Jared Goldfarb, who completed his finance undergraduate degree at Ohio State University in January and plans on attending Mayanot in the fall, noticed a change among his classmates’ plans for next year.
“People are asking more questions [because of the economy] but the shock has not been severe enough to alter things completely,” reported Goldfarb. “There is a bit of a trend, though, away from materialism and towards other things, including Judaism.”
Goldfarb, who is currently wrapping up a spring semester spent studying at a Chabad-Lubavitch yeshiva in Cinncinati, said that even high school students are seeking spiritual answers for problems in the world today.
“A local private high school asked me to give a class on ‘Kabbalah of the Market Crash’ at their Jewish Club,” he related. “Their chemistry teacher mentioned to me the following week that the students had been talking about the class afterwards and were really into it.”
Beyond the Material
Some of the fastest growth at Mayanot can be seen in its women’s program in Jerusalem’s Katamon neighborhood, where 40 students currently study.
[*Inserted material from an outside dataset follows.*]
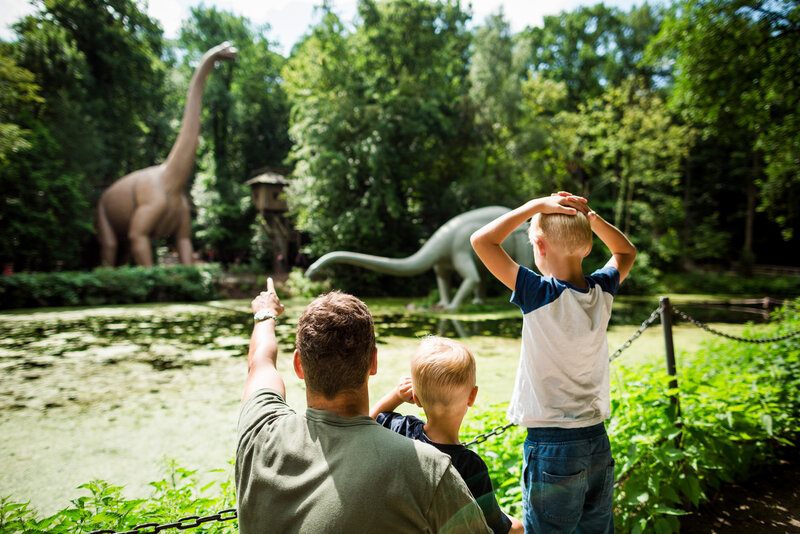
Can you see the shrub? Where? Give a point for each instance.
(107, 285)
(738, 401)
The institute expects to enroll 70 women this summer, more than a 50 percent increase.
The men’s program, meanwhile, expects 95 students to enroll in its English and Spanish-language divisions this summer, an increase of 25 students over the previous year.
And the applications for next year’s programs continue to pour in, said Rabbi Chaim Moss.
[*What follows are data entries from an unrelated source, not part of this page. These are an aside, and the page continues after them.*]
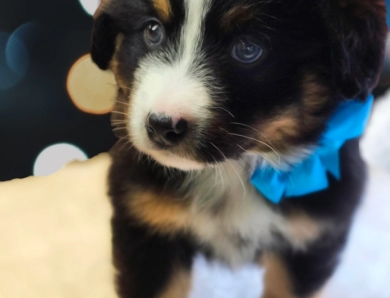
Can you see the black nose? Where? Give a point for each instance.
(163, 131)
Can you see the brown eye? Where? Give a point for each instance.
(246, 50)
(154, 34)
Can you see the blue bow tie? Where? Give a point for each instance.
(311, 175)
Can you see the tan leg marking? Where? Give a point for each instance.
(277, 282)
(162, 213)
(304, 229)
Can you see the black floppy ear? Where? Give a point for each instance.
(104, 35)
(357, 31)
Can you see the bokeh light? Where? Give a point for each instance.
(90, 6)
(55, 157)
(91, 89)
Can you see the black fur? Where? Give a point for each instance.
(337, 43)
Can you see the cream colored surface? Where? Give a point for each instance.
(55, 242)
(91, 89)
(54, 234)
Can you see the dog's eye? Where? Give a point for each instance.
(154, 34)
(246, 50)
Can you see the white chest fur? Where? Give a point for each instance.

“Every day, we are receiving new applications for the fall,” he said from the men’s study hall in the Mekor Baruch section of Jerusalem. “We will probably take approximately another 30 students.”
“For sure the situation in the world has set people thinking, and it is natural for a Jew to turn to Jewish tradition,” said staff member Chaim Shalom Kerity, who attended Mayanot. “It isn’t about finding easy answers; it is about realizing that material pursuits aren’t everything.”
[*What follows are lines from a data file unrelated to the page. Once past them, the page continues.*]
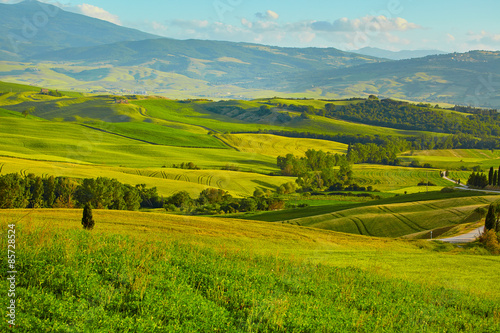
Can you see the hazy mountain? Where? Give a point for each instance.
(471, 78)
(215, 61)
(72, 51)
(31, 27)
(399, 55)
Chaya Goodman, a 28-year-old American who finished her first year of study at Mayanot this past December, praised the institute for allowing her “to keep the integrity of where I was coming from. No one ever excluded me because I had questions.”
The emphasis on building skills and independent study, she said, is aimed at empowering students to research and think through possible answers to the questions they bring with them. Lectures give students a feel for the theosophical approach of Chabad Chasidic thought, while other aspects of the curriculum concentrate on in-depth study of Jewish Law, beginning with the Mishna.
David Dresher, who took a year off before law school to study at Mayanot, said that the goal of enabling students to explore the texts themselves is a primary reason why students who are searching for deeper answers to spiritual questions choose to attend.
“The yeshiva isn’t telling us how to think,” he said, “but instead, they are giving us the tools to analyze texts and to be able to understand the deepest concepts in Chasidic thought. People leave here knowing how to continue learning.”